The Handler_read% variables now taken care of, we ought to take a look at Handler_write. You may have noticed some differences in those between MariaDB 5.2.4 and MariaDB 5.3.3:

mariadb 5.2.4> flush status;
Query OK, 0 rows affected (0.00 sec)

mariadb 5.2.4> select * from t1 where id=5 union all select * from t1 where id=5;
+------+
| id   |
+------+
|    5 |
|    5 |
+------+
2 rows in set (0.07 sec)

mariadb 5.2.4> show status like 'Handler_write%';
+---------------+-------+
| Variable_name | Value |
+---------------+-------+
| Handler_write | 4     |
+---------------+-------+
1 row in set (0.04 sec)
mariadb 5.3.3> flush status;
Query OK, 0 rows affected (0.00 sec)

mariadb 5.3.3> select * from t1 where id=5 union all select * from t1 where id=5;
+------+------+
| id   | t    |
+------+------+
|    5 | NULL |
|    5 | NULL |
+------+------+
2 rows in set (0.00 sec)

mariadb 5.3.3> show status like "Handler%write";
+-------------------+-------+
| Variable_name     | Value |
+-------------------+-------+
| Handler_tmp_write | 2     |
| Handler_write     | 1     |
+-------------------+-------+
2 rows in set (0.00 sec)

It’s easiest to look at MariaDB 5.3.3 first, since it helpfully breaks out temporary table writes for us. We know the UNION writes to the temporary table, so Handler_tmp_write of 2 is easy to explain. I was quite confused about Handler_write at first, until someone reminded me that I had the slow query log turned on with log_output=table!

mariadb 5.3.3> set global log_output='file';
Query OK, 0 rows affected (0.00 sec)

mariadb 5.3.3> select * from t1 where id=5 union all select * from t1 where id=5;
+------+------+
| id   | t    |
+------+------+
|    5 | NULL |
|    5 | NULL |
+------+------+
2 rows in set (0.01 sec)

mariadb 5.3.3> show status like "Handler%write";
+-------------------+-------+
| Variable_name     | Value |
+-------------------+-------+
| Handler_tmp_write | 2     |
| Handler_write     | 0     |
+-------------------+-------+
2 rows in set (0.01 sec)

Still, though, MariaDB 5.2.4 showed Handler_write of 4, while here we’ve only accounted for 3 (2 for writing to the temporary table, 1 for writing to the slow query log). Then I noticed/remembered/realized that SHOW STATUS itself actually increments Handler_write.

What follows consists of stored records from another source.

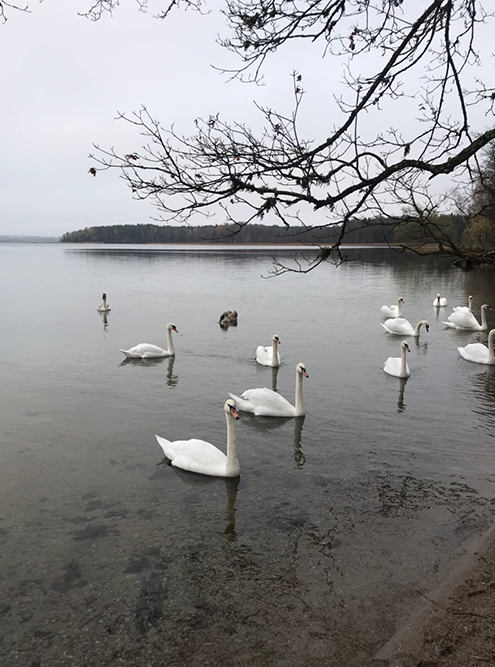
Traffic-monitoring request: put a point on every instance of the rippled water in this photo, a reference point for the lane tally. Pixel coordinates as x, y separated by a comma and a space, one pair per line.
339, 521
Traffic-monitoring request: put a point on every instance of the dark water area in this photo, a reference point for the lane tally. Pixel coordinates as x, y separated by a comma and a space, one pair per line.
340, 521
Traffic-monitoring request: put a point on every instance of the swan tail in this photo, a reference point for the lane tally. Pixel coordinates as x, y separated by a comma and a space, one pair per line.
128, 355
242, 403
164, 444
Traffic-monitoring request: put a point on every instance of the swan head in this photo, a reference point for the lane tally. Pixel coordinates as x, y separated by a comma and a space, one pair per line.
229, 408
301, 368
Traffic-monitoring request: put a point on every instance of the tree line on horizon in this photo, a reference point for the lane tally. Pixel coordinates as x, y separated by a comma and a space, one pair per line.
360, 231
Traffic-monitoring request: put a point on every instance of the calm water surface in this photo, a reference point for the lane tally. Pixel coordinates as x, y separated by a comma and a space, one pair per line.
339, 523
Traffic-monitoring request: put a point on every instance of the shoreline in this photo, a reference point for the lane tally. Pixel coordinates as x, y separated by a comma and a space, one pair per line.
453, 627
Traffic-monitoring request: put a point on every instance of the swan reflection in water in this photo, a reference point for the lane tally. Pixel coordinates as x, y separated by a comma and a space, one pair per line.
422, 346
401, 406
104, 317
172, 378
272, 423
193, 479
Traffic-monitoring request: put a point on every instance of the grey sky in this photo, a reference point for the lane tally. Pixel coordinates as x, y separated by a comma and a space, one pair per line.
63, 78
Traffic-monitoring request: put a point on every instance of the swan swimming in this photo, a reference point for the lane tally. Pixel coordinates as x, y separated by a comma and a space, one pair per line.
148, 351
479, 353
103, 307
393, 311
203, 457
402, 327
464, 320
269, 356
440, 301
267, 403
397, 366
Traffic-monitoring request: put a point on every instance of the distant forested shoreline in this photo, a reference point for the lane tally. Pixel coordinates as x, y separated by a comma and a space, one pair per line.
362, 231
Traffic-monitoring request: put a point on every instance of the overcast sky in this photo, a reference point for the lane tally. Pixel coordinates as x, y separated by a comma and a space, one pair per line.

mariadb 5.2.4> show status like 'Handler_write%';
+---------------+-------+
| Variable_name | Value |
+---------------+-------+
| Handler_write | 4     |
+---------------+-------+
1 row in set (0.04 sec)

mariadb 5.2.4> show status like 'Handler_write%';
+---------------+-------+
| Variable_name | Value |
+---------------+-------+
| Handler_write | 5     |
+---------------+-------+
1 row in set (0.00 sec)

mariadb 5.2.4> show status like 'Handler_write%';
+---------------+-------+
| Variable_name | Value |
+---------------+-------+
| Handler_write | 6     |
+---------------+-------+
1 row in set (0.00 sec)

mariadb 5.2.4> show status like 'Handler_write%';
+---------------+-------+
| Variable_name | Value |
+---------------+-------+
| Handler_write | 7     |
+---------------+-------+
1 row in set (0.00 sec)

That seems to be fixed in MariaDB 5.3:

mariadb 5.3.3> show status like "Handler%write";
+-------------------+-------+
| Variable_name     | Value |
+-------------------+-------+
| Handler_tmp_write | 2     |
| Handler_write     | 0     |
+-------------------+-------+
2 rows in set (0.00 sec)

mariadb 5.3.3> show status like "Handler%write";
+-------------------+-------+
| Variable_name     | Value |
+-------------------+-------+
| Handler_tmp_write | 2     |
| Handler_write     | 0     |
+-------------------+-------+
2 rows in set (0.00 sec)

mariadb 5.3.3> show status like "Handler%write";
+-------------------+-------+
| Variable_name     | Value |
+-------------------+-------+
| Handler_tmp_write | 2     |
| Handler_write     | 0     |
+-------------------+-------+
2 rows in set (0.00 sec)

What I thought would be a simple investigation into rows_examined and the Handler% variables actually ended up being a really interesting trek through the MariaDB source code, a chance to use gdb, a bug in sql_union.cc, some unexpected ancient low-level behavior exposed via status variables, and a chance to learn about some nice new changes in MariaDB 5.3. I hope I’ve gotten my facts straight, and I hope you’ll let me know if I haven’t!